Almayı hayal ettiğim bir ödüldü. Yıldız Teknik Üniversitesinden aldım. Aynı zamanda Power Türk’te yılın en iyi çıkış yapan sanatçısı ödülünü aldım. Bunları televizyonda veya sosyal medyada gördüğümüzde ‘Biz de alabilir miyiz acaba?’ diye düşündüğümüz ama sonra ‘Heralde olmaz, bizim dünyamız farklı, bu ödülleri hiçbir zaman alamayacağız ama var olacağız.’ diye düşünüyorduk. Bu ödülleri aldık, çok şaşırdık ve çok sevindik.
Şarkılar seslendiren biri olarak bir şarkı olsaydınız bu hangi şarkı olurdu?
Bir şarkı olmazdım. Birçok şarkı olurdum.
Şarkı yazmak, eserleri seslendirmek oldukça yetenek ve zaman isteyen bir uğraş. Şarkılarınızın ilhamını nereden ya da nelerden alıyorsunuz?
Çok değişik yerlerden alıyorum. Aslında hayatın kendisinden alıyorum. Hayatın kendisi bizim ilhamımız. Bir filmden, bir şiirden, bir hikâyeden veya bir insanın yüzünden bile ilham alıp şarkı yazdığım oluyor. Hayatın ince ayrıntılarına bakmaya çalışıyorum çünkü hayat derin yerlerde, sığ yerlerde değil. Bu yüzden o derinlere inmeye çalışıyorum. Evet, biraz tehlikelidir derinler ama hayat orada yani.
Yakın zamanda takipçilerinizi sevindirecek bir albüm çalışmanız var mı?
Var, umuyorum ki en kısa zamanda bir albüm yapacağız.
Her şarkınızın bir hikâyesi vardır elbette.
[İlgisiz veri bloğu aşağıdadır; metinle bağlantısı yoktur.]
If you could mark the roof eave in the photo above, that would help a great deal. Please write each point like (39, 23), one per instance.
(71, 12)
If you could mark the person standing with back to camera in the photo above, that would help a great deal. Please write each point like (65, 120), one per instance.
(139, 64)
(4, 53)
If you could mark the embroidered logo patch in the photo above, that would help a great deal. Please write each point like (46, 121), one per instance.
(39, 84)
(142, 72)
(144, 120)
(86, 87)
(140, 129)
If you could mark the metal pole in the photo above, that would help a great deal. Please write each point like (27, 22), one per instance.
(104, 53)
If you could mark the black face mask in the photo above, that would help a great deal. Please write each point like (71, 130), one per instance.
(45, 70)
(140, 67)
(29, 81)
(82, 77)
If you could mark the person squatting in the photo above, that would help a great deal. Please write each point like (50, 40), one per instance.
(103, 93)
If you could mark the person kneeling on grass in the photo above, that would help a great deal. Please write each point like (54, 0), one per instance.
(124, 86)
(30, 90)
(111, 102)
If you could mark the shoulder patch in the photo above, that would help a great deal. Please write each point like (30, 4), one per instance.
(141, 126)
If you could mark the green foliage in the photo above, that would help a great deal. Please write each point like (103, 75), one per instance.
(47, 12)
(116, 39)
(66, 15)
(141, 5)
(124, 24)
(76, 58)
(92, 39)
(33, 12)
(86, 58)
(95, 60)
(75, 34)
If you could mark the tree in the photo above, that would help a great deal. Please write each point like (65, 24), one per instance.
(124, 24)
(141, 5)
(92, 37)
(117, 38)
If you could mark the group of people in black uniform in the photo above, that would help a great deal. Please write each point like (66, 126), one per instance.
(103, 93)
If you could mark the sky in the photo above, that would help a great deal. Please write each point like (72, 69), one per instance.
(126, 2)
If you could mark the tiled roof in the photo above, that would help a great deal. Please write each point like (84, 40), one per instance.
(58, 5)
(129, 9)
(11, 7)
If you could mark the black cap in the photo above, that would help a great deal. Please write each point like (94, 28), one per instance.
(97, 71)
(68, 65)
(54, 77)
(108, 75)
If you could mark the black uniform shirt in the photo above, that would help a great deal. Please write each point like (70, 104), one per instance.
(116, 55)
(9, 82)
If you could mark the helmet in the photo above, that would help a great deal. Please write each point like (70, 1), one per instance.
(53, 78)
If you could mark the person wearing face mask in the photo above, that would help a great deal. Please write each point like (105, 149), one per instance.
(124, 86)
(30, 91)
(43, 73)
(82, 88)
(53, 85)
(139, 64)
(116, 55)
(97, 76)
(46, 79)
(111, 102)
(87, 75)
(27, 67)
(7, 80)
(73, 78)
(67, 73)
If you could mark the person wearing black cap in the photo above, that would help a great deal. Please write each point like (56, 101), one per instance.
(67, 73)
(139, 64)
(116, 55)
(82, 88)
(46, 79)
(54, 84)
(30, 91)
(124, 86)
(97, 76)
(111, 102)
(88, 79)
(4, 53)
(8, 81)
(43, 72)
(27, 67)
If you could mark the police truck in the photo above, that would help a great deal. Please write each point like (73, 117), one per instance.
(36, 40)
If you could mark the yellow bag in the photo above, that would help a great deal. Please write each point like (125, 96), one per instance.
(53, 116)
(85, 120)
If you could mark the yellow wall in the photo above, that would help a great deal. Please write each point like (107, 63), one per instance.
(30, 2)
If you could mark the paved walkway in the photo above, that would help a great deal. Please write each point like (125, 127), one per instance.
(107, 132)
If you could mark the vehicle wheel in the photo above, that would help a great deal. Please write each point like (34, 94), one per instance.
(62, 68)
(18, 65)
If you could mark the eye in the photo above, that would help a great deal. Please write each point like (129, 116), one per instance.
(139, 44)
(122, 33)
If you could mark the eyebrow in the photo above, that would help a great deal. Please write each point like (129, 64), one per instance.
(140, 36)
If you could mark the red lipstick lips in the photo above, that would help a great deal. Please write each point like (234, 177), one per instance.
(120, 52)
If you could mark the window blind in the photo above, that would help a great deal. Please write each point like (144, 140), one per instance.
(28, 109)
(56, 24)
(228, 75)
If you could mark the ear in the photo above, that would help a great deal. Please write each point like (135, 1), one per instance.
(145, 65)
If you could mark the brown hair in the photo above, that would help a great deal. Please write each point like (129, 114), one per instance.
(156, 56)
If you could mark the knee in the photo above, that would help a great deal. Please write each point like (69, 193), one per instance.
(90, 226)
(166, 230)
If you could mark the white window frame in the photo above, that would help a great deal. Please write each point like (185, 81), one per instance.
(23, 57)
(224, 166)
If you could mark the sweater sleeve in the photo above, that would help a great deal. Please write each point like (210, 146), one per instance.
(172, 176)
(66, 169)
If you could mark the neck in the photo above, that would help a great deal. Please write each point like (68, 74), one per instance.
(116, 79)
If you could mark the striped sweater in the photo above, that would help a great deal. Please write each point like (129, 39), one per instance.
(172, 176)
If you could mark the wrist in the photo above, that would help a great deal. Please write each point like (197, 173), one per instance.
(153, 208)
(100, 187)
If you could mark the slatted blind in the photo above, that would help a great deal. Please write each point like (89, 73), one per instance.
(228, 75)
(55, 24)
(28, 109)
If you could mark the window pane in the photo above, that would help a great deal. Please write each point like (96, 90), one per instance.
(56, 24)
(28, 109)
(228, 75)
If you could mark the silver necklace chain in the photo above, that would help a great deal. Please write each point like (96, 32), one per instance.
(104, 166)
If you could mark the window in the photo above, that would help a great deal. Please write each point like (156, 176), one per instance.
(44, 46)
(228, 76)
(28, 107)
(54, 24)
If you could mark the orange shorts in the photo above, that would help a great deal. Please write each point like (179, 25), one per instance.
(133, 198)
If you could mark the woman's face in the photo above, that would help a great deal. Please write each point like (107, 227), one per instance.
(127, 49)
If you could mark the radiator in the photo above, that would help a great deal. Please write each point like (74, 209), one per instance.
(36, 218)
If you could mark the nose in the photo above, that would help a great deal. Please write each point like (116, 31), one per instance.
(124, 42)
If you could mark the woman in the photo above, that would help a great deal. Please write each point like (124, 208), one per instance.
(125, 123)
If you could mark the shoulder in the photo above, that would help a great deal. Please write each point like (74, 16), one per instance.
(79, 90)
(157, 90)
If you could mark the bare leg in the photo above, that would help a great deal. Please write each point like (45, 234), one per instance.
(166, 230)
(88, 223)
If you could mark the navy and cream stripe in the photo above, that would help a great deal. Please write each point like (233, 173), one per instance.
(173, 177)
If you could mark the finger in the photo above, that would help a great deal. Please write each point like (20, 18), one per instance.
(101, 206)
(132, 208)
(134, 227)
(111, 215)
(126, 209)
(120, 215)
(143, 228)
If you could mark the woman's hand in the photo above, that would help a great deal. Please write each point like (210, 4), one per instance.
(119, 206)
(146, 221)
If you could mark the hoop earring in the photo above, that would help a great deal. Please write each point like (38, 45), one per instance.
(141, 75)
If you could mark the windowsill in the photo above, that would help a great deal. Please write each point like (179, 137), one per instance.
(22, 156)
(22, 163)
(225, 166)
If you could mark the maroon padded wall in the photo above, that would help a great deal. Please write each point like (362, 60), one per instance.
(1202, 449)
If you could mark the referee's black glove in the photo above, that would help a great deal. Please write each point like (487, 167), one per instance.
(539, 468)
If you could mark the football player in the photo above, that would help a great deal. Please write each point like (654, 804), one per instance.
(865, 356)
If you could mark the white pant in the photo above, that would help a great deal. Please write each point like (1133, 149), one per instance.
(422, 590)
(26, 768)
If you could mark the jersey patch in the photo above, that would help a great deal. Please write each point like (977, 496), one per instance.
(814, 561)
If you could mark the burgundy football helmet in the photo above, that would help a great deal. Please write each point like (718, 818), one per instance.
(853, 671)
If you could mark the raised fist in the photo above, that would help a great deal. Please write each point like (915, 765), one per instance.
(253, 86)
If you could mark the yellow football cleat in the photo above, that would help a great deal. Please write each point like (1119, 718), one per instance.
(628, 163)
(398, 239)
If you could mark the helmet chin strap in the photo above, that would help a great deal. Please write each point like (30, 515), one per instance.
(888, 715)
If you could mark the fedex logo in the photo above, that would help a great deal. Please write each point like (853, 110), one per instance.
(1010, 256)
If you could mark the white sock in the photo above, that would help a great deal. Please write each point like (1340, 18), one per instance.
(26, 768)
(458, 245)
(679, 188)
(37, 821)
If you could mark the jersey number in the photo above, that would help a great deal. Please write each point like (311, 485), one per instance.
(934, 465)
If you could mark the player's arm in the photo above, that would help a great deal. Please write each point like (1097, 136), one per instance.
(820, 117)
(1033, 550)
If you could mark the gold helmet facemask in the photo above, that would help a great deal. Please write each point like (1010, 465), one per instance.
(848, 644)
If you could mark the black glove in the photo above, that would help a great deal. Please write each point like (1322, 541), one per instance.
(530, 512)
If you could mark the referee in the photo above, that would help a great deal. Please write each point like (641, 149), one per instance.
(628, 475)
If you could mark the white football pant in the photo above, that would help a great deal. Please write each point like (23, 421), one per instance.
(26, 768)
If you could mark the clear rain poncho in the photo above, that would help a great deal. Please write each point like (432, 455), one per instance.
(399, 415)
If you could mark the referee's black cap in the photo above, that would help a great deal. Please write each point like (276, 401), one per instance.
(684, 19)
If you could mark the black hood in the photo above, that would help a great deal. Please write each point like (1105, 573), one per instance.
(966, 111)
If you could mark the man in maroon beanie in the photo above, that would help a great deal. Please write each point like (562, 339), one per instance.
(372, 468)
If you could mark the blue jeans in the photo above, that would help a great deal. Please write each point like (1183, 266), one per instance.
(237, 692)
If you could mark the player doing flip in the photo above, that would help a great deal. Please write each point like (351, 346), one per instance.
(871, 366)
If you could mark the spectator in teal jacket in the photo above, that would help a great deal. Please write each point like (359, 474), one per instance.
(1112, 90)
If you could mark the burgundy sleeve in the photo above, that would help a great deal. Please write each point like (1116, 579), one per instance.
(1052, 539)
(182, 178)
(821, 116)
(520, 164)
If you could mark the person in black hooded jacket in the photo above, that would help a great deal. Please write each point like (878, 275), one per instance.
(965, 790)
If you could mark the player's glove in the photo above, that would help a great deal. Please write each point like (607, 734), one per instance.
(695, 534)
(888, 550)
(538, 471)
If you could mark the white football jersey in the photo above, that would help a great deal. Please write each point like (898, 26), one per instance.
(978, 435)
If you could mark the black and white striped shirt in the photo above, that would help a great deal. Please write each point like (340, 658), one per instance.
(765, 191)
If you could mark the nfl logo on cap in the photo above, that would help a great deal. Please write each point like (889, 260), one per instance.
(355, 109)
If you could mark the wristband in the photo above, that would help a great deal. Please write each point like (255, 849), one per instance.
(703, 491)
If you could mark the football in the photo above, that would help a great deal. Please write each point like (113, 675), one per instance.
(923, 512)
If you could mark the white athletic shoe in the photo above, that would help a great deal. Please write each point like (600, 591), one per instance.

Peki, Kır Düğünü’nün hikâyesi nedir?
“Kır Düğünü” adlı şarkıda bir konseri anlatıyorum ve ruhumla konuşuyorum. Ruhuma ithaf ettiğim bir parça. Yalnız kaldığım bir zamandı. Kaçtım kalbimi yiyenlerden, tekrar geldim ruhuma ve tekrar bu şarkıları yazıyorum. Artık tekrar bu tutkuya geri döndüm. Çünkü birisiyle olduğunuz zaman o tutku bölünebiliyor. Hayatımda sevdiğim biri olduğuda o tutkunun bölündüğünü hissettiğim andan sonra tekrar ruhuma geri döndüğüm ve düşündüğüm bir şarkıydı.